I have two functions in Python that do the same thing: they partition a set of items of different sizes into a given number of subsets ("bins"), using an algorithm called greedy number partitioning. The algorithm works as follows: it loops over the items from large to small, and puts the next item into a bin that currently contains the smallest total size. The sizes are always positive integers.
Currently, I have two variants of this function. One variant just gets a list of the sizes, and returns a partition of the sizes:
def partition_list(num_of_bins: int, items: list[int]) -> list[list[int]]:
"""
Partition the given items using the greedy number partitioning algorithm.
>>> partition_list(2, [1,2,3,3,5,9,9])
[[9, 5, 2], [9, 3, 3, 1]]
>>> partition_list(3, [1,2,3,3,5,9,9])
[[9, 2], [9, 1], [5, 3, 3]]
"""
bins = [[] for i in range(num_of_bins)]
sums = [0 for i in range(num_of_bins)]
for item in sorted(items, reverse=True):
index_of_least_full_bin = min(
range(num_of_bins), key=lambda i: sums[i]
)
bins[index_of_least_full_bin].append(item)
sums[index_of_least_full_bin] += item
return bins
The other variant gets a dict mapping an item name to its size, and returns a partition of the item names:
def partition_dict(num_of_bins: int, items: dict[str, int]) -> list[list[int]]:
"""
Partition the given items using the greedy number partitioning algorithm.
>>> partition_dict(2, {"a":1, "b":2, "c":3, "d":3, "e":5, "f":9, "g":9})
[['f', 'e', 'b'], ['g', 'c', 'd', 'a']]
>>> partition_dict(3, {"a":1, "b":2, "c":3, "d":3, "e":5, "f":9, "g":9})

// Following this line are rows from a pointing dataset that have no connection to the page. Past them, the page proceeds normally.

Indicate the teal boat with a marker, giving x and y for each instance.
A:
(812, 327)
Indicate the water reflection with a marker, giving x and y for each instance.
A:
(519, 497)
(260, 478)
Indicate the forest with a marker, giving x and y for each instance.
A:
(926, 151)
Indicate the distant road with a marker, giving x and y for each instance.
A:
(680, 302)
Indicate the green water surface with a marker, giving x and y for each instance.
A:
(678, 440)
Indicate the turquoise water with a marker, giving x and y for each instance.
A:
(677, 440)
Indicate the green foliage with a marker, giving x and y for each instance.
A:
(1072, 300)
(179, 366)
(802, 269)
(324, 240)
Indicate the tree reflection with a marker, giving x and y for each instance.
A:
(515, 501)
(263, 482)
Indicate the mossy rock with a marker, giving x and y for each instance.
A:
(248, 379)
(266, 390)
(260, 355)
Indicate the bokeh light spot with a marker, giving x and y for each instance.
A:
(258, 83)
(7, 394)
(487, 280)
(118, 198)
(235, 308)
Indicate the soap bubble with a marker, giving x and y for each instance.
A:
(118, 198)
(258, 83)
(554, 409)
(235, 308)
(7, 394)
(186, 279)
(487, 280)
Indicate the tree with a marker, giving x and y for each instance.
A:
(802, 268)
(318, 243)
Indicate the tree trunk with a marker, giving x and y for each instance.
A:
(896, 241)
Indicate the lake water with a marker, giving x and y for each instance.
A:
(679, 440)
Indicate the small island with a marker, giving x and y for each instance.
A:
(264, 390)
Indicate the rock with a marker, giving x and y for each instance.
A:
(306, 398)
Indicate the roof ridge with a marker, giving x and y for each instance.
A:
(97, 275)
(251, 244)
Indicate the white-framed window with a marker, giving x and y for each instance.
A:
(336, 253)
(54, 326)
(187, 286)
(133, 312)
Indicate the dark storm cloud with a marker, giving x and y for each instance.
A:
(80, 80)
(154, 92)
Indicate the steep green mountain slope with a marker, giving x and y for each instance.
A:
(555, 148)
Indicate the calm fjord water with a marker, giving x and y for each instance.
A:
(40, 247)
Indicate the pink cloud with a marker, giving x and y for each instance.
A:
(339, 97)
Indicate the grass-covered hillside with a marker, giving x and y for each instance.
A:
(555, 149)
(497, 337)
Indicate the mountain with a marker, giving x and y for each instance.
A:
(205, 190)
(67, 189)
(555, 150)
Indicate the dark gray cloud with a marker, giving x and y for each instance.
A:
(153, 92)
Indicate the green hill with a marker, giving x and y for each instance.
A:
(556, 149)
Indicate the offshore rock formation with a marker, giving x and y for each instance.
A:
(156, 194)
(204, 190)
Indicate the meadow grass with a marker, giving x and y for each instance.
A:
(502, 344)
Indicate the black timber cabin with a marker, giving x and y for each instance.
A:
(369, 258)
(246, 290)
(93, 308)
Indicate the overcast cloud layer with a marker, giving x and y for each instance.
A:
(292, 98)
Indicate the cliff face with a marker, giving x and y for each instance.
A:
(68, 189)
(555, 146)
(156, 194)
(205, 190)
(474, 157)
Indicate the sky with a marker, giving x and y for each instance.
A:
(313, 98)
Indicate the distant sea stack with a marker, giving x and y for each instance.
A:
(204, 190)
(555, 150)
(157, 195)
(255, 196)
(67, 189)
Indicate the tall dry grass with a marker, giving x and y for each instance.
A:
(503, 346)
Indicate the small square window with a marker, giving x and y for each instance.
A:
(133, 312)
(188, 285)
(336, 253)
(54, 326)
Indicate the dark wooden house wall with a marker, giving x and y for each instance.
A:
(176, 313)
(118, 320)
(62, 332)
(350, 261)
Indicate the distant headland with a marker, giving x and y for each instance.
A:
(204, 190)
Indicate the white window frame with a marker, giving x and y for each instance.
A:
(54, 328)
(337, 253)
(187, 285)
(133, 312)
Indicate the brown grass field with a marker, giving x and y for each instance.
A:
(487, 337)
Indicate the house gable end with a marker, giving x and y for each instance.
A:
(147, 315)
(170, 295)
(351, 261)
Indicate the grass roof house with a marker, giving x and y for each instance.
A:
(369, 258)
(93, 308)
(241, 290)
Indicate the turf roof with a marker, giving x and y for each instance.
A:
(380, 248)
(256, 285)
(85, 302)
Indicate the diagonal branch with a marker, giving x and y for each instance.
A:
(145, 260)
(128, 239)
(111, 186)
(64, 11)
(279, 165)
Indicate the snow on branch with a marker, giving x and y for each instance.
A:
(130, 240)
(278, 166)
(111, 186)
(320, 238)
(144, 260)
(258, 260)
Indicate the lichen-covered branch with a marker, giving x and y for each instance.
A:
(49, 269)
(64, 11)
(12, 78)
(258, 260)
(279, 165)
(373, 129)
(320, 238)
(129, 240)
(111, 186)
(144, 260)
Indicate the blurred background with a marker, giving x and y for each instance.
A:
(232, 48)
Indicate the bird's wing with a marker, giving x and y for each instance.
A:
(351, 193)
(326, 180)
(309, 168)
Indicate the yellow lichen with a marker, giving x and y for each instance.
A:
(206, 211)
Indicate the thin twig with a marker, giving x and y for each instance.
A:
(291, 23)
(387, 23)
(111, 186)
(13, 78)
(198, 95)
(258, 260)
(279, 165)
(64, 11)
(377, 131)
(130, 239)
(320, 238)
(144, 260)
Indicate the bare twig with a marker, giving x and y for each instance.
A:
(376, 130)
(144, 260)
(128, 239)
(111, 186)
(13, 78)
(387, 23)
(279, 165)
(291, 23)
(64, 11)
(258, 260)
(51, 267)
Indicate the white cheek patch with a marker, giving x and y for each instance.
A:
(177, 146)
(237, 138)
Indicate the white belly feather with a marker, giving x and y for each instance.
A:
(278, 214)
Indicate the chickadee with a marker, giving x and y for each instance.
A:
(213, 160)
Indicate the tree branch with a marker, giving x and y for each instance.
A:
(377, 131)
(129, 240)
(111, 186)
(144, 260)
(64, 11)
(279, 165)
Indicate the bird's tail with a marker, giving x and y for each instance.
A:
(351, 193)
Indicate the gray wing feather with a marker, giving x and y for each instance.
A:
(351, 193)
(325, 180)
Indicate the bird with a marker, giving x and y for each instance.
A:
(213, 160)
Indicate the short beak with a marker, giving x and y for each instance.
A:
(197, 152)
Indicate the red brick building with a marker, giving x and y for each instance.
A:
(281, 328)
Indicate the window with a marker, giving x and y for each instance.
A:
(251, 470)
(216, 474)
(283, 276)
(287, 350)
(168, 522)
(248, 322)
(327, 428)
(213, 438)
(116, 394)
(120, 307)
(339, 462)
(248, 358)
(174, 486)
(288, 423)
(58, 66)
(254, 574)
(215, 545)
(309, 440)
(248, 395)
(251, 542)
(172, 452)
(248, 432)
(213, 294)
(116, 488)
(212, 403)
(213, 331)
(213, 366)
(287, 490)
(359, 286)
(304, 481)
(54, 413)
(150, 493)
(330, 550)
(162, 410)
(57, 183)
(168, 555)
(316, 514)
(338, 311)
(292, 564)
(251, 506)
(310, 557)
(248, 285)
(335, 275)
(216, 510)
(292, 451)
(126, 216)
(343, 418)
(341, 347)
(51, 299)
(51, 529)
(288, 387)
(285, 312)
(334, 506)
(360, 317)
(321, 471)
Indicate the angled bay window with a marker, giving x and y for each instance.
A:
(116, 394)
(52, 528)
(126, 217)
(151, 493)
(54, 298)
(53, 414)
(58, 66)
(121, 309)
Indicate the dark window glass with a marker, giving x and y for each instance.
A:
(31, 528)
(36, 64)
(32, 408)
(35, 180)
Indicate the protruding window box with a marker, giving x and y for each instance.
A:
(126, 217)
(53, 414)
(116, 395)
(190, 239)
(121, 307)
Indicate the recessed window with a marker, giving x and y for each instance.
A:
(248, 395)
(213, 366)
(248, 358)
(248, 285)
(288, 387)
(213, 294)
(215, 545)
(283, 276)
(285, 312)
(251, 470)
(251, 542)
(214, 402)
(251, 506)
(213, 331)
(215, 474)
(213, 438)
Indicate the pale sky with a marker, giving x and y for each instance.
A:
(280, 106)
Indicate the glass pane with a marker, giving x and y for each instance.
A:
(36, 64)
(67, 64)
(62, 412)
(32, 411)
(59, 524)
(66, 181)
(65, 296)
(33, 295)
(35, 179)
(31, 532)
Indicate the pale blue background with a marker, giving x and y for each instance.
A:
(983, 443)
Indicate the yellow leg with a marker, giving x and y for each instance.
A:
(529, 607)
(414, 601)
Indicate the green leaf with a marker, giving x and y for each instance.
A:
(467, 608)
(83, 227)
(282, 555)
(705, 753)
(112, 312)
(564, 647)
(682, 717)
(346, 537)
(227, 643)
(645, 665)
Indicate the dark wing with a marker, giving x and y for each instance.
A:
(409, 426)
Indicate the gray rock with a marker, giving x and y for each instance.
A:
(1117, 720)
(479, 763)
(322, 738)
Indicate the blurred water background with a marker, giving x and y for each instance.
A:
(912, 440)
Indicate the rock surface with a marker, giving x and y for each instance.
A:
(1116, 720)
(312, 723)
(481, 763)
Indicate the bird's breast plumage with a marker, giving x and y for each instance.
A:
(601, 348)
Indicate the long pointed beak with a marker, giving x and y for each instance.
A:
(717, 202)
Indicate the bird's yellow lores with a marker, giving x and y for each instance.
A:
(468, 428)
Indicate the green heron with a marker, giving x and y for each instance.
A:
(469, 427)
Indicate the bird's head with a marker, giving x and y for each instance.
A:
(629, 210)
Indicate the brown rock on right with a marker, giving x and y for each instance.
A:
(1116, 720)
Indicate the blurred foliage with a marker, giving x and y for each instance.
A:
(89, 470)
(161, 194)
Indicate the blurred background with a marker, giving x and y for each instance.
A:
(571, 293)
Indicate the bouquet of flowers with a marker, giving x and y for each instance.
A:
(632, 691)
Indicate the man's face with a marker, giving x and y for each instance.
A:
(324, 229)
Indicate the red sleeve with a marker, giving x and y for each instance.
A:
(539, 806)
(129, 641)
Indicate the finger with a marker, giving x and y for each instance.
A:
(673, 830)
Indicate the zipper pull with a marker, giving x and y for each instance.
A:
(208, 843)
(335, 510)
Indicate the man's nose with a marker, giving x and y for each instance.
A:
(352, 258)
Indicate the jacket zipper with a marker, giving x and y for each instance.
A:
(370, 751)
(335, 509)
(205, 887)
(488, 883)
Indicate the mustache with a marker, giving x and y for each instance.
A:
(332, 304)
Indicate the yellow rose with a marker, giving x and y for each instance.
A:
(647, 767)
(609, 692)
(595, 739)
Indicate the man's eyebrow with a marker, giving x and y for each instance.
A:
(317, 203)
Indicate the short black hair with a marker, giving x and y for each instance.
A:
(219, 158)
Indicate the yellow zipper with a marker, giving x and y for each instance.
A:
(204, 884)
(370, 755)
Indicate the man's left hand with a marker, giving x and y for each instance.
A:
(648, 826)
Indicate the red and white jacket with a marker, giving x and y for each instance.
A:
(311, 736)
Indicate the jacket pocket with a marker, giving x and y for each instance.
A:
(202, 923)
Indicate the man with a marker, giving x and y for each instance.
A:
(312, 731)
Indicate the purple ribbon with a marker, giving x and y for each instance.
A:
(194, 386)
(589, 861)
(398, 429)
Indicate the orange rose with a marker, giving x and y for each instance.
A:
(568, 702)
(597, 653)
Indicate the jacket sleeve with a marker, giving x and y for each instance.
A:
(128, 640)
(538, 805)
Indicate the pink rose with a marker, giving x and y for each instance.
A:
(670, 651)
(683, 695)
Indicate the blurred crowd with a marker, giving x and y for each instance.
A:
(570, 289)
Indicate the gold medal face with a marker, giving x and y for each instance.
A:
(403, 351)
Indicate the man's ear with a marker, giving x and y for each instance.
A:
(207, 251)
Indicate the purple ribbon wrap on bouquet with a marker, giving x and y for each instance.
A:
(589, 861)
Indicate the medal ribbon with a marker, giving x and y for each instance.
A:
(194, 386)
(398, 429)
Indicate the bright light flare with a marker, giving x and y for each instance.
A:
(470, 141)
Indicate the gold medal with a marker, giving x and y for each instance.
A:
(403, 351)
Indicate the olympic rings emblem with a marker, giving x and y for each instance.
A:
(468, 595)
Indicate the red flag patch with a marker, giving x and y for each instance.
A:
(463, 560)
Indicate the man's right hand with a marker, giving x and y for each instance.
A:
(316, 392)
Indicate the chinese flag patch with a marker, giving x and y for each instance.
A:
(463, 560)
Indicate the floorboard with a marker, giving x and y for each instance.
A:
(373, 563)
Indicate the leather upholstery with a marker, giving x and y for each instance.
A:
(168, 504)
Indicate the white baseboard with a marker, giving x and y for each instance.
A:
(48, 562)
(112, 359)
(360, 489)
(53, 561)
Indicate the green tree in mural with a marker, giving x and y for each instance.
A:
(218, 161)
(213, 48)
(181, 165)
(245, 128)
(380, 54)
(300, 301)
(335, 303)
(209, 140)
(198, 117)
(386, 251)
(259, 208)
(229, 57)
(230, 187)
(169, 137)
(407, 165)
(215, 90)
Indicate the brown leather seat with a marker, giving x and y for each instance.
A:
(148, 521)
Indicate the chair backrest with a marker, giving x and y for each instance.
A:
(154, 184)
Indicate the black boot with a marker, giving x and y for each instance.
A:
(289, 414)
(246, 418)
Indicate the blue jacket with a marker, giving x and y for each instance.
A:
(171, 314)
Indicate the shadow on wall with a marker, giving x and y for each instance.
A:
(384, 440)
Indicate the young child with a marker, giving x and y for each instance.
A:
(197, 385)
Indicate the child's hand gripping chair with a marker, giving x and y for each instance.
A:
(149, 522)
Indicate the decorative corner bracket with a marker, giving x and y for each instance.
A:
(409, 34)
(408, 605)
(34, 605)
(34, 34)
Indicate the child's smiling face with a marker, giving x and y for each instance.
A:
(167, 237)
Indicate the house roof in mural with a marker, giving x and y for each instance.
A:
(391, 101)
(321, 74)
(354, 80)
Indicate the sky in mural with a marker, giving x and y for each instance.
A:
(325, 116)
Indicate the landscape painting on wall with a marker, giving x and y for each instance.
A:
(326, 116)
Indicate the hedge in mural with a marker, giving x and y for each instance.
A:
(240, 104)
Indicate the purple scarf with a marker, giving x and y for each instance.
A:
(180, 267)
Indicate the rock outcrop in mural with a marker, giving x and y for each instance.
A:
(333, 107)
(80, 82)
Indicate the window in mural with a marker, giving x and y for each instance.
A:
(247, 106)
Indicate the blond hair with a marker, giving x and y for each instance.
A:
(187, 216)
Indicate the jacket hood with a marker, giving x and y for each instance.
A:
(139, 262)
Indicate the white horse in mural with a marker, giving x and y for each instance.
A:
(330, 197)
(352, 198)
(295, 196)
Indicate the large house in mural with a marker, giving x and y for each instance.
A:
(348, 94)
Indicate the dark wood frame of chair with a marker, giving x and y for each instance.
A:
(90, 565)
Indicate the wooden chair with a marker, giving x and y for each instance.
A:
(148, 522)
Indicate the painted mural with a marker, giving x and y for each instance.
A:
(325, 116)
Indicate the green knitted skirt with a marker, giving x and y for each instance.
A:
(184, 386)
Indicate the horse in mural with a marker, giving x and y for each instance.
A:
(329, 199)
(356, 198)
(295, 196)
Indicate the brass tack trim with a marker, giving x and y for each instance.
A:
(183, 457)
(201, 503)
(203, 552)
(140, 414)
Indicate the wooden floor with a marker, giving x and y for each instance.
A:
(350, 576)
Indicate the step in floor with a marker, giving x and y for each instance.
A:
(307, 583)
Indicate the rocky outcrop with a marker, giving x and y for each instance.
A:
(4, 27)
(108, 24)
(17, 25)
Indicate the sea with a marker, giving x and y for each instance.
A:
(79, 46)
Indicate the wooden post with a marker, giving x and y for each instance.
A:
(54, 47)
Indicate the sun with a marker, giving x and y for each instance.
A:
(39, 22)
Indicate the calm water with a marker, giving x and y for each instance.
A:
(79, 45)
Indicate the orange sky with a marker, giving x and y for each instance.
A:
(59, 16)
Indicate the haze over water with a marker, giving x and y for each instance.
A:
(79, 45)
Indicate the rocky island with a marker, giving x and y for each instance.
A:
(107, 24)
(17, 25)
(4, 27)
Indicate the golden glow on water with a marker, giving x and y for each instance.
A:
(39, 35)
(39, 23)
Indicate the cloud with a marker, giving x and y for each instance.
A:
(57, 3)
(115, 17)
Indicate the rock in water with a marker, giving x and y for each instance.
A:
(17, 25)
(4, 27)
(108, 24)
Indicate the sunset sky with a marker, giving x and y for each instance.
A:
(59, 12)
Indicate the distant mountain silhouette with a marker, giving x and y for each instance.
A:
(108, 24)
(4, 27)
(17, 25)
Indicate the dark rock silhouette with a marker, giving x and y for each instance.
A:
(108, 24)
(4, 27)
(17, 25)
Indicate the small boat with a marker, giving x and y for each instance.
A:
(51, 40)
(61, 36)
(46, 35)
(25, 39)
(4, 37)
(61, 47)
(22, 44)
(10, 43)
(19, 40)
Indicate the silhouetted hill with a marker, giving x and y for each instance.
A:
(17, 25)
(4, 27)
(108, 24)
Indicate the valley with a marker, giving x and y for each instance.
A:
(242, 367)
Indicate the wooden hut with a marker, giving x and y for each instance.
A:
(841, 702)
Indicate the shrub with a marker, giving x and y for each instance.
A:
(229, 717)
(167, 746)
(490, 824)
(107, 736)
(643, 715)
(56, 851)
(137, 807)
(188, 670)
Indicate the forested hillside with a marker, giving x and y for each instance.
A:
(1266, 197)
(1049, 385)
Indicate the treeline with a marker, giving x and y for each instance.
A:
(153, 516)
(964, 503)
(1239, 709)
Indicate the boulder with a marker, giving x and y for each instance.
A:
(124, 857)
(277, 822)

[['f', 'b'], ['g', 'a'], ['e', 'c', 'd']]
"""
bins = [[] for i in range(num_of_bins)]
sums = [0 for i in range(num_of_bins)]
pairs_sorted_by_value = sorted(items.items(), key=lambda pair: -pair[1])
for (item, value) in pairs_sorted_by_value:
index_of_least_full_bin = min(
range(num_of_bins), key=lambda i: sums[i]
)
bins[index_of_least_full_bin].append(item)
sums[index_of_least_full_bin] += value
return bins
The algorithm is the same in both cases, so there is a lot of duplicate code. My main goal is to avoid code duplication. How can I write the algorithm once, but still be able to use it in both ways?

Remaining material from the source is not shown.